Afirmó que al resolver el recurso horizontal, informó a la parte demandada que «hasta tanto no quede en firme el auto de fecha 24 de julio de 2015, a través del cual se dispuso obedecer lo resuelto por el Tribunal Superior mediante providencia adiada 22 de junio de 2015, no es posible elaborar los oficios de levantamiento de medidas cautelares», sin embargo, en auto del 8 de octubre de 2015, y una vez reexaminó el expediente, dejó sin efectos esa decisión y ordenó a la Oficina de Ejecución realizar los «oficios correspondientes». [Folios 95-97, c. 1]
A su turno, María del Pilar Plata Arrieta y Deker Johan Plata Rincón, expresaron que aún el Tribunal no se ha pronunciado sobre la «temática relacionada con la exigencia de reestructurar el crédito cobrado en un juicio como requisito para adelantar la ejecución para ver si debe terminarse el proceso y levantarse las medidas por sentencia SU 813 de 2007, o se exceptúa de darse por terminado por el precedente constitucional SU 787 de 2012», ni proferido sentencia, tal y como se ordenó en el fallo de tutela.
4. En proveído de 19 de octubre de 2015, se decretaron las pruebas del incidente, teniendo como tales los documentos aportados a la actuación. [Folio 144, c.1]
1. De conformidad con el inciso segundo del artículo 52 del Decreto 2591 de 1991, «la sanción por desacato será impuesta por el mismo juez» que profirió la orden, mediante trámite incidental; en razón a lo cual no existe duda de que la competencia para resolver el incidente propuesto está radicada en cabeza del mismo juzgador o sentenciador que resolvió la tutela a favor de su promotor, salvedad hecha de las órdenes de protección impartidas con ocasión de la impugnación formulada contra el fallo denegatorio del amparo, porque en tal caso, la resolución de la actuación incidental corresponde al juzgador de la primera instancia.

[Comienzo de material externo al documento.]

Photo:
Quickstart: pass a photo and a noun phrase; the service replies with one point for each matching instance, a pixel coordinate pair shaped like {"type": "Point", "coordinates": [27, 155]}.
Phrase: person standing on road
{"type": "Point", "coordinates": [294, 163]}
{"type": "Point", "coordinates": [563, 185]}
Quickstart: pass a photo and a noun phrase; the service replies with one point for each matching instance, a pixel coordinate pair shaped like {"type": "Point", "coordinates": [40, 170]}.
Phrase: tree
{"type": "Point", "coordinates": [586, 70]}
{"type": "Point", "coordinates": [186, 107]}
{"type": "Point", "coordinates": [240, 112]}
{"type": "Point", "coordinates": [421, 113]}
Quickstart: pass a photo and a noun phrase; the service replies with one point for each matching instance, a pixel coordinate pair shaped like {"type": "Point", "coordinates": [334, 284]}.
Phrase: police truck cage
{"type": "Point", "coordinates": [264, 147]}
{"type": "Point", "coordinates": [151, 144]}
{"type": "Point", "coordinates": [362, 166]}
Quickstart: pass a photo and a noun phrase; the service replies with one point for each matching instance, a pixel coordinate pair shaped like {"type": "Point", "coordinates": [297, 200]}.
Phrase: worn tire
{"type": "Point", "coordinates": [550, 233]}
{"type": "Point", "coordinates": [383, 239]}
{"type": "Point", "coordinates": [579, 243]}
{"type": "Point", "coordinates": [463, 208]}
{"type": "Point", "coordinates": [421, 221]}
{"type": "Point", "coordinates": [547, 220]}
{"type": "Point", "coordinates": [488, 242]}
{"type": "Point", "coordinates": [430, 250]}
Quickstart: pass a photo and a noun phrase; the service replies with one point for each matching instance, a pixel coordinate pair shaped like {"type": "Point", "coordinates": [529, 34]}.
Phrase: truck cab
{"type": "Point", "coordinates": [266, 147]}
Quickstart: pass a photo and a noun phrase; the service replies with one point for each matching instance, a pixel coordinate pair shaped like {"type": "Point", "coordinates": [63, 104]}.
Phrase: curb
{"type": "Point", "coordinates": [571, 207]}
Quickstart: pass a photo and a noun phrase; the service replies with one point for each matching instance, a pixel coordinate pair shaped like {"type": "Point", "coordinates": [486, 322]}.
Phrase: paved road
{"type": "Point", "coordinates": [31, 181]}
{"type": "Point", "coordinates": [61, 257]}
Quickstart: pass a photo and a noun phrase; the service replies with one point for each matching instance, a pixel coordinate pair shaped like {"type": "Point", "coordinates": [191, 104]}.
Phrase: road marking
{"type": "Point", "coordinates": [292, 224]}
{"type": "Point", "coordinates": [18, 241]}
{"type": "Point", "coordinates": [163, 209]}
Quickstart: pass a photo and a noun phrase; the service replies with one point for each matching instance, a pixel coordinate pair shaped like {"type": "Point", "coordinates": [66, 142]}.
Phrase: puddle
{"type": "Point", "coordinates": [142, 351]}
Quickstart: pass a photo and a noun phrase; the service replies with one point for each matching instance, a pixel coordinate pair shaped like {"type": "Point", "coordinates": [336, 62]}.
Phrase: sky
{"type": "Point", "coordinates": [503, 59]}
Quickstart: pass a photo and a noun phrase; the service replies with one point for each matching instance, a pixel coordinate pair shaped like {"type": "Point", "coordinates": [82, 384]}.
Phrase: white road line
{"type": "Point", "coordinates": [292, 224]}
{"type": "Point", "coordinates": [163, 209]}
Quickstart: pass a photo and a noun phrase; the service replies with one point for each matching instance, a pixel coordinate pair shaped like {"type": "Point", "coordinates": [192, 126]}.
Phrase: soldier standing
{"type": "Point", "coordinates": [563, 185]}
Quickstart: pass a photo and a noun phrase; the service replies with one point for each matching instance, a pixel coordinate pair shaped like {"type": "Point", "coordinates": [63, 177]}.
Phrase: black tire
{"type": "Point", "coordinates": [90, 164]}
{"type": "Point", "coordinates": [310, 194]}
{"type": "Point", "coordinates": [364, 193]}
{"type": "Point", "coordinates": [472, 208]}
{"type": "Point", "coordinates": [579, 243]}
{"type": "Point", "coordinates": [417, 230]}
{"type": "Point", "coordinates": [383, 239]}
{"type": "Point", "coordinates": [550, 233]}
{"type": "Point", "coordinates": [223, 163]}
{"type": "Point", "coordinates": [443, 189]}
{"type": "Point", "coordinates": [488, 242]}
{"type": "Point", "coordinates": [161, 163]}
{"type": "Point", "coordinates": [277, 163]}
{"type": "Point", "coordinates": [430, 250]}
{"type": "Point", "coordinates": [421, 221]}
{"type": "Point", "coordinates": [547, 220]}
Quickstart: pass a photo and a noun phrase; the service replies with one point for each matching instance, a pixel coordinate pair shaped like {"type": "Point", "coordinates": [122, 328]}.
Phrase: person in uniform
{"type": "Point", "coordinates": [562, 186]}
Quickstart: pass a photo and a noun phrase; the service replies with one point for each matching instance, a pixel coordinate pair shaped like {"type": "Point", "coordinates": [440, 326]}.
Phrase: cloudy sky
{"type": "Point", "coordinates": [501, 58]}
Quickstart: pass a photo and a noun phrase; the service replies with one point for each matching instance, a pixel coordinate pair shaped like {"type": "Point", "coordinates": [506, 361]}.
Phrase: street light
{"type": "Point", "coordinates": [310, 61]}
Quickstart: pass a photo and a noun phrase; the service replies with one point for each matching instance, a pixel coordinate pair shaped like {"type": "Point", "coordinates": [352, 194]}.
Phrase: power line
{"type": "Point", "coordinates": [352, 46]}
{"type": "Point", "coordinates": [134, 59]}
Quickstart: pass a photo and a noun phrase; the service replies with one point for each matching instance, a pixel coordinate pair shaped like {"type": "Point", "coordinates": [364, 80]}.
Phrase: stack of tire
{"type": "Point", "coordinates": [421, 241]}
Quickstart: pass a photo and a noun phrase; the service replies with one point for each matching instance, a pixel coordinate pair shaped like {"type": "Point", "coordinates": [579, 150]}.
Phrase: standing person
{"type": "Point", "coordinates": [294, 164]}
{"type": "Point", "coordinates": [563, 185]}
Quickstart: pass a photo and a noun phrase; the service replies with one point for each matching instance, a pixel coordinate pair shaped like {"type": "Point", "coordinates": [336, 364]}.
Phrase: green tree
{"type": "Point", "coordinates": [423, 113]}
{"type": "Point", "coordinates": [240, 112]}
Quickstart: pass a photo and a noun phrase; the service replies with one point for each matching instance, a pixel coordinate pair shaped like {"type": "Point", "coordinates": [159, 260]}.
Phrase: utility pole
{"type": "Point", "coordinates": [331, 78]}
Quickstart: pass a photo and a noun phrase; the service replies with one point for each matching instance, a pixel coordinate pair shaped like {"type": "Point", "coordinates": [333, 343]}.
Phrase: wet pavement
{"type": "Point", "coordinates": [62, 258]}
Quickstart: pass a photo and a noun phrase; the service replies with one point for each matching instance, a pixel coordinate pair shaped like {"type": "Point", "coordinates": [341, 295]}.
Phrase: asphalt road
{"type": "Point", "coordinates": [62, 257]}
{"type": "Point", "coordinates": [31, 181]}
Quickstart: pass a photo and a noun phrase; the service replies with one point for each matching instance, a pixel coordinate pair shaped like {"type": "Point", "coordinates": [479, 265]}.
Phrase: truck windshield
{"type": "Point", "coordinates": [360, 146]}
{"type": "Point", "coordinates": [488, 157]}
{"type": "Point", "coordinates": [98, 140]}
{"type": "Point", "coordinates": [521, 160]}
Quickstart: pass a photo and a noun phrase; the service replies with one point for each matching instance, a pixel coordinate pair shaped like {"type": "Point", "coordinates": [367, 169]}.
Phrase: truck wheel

2. Inicialmente debe afirmarse, como materia propia de este especial trámite, que un fallo proferido en virtud de una acción de tutela no sólo goza de la fuerza vinculante propia de toda decisión judicial, sino que, al encontrar fundamento directo en la Carta Política y estar consagrada aquélla de modo específico para la guarda y protección de los derechos fundamentales de rango constitucional, se reclama la aplicación urgente e integral de lo ordenado, comprometiendo, a partir de su notificación, la responsabilidad del sujeto pasivo de ese mandato judicial, por lo que está obligado a su cumplimiento, so pena de incurrir en las sanciones de ley.
Por su especial carácter, al juez que conoce del desacato no le es lícito volver sobre las valoraciones que fueron objeto de debate en el trámite constitucional, pues reviviría una controversia concluida, de ahí que su actuación se encuentre delimitada por la parte resolutiva de la decisión que se acusa incumplida, limitación con la que, entonces, le corresponde constatar los aspectos relacionados con el destinatario de la orden de protección, su contenido y el término otorgado para su cumplimiento.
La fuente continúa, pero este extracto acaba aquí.